Não sigo a instrução da caixa de bolo que diz pra comer ainda quente. Sirvo a mim mesmo com o que quero e tenho: sua ausência. O prato cai. Barulho forte. 'Já se passaram das 22h', penso. Pedaços brancos por todo lado. 'Porcelana corta tanto quanto vidro', digo eu enquanto recolho os estilhaços do chão. 'Moro no primeiro andar, ainda bem', penso. Salvei a fatia do bolo pra deixar o mundo cair. E se partir, se dissolver em mínimos pedaços. Salvei o bolo frio, sem bom gosto e sem vida pra deixar o recipiente se espatifar. 
Corro de tudo que pode me prender porque tudo quebra por mais bonito, limpo, cerâmico que seja.

sábado, 9 de junho de 2012

Preconceito nosso de cada dia

Quando eu desistir dos humanos, é porque achei finalmente que eles fedem mais do que eu - e, na verdade, fedo tanto quanto eles. 

terça-feira, 8 de maio de 2012

Minha existência solitária dói

Sou só lágrimas e dor e pontadas no peito e falta de vida por onde rastejo.

segunda-feira, 23 de abril de 2012

Reforma

É como se a britadeira que inferniza meu silêncio matinal perfurasse meu coração na mesma intensidade com que afunda o asfalto da avenida.

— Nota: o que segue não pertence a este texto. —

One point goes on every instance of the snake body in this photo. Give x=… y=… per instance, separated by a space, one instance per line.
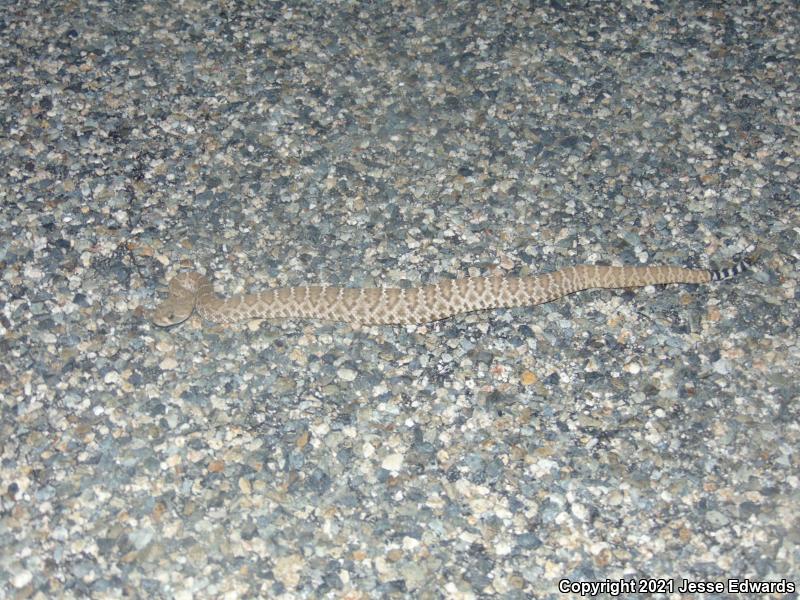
x=191 y=291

quarta-feira, 11 de janeiro de 2012

Comunicação

Pulo linhas, digito trocados, não sei mais publicizar. Carrego por longos períodos os olhos na tela, fujo do tema, penso besteira. Corro para uma ligação, invento que fumo, invento beber café, invento festejar. Eu não sei mais materiarizar. Apago a cinza, queimo o cérebro. Apago o arquivo. Acabou. É hora. Vou divulgar o não materiarizado: minha falta de prudência em criar enunciados e sentenças que façam sentido e sirvam de algo, que sejam materiarizáveis.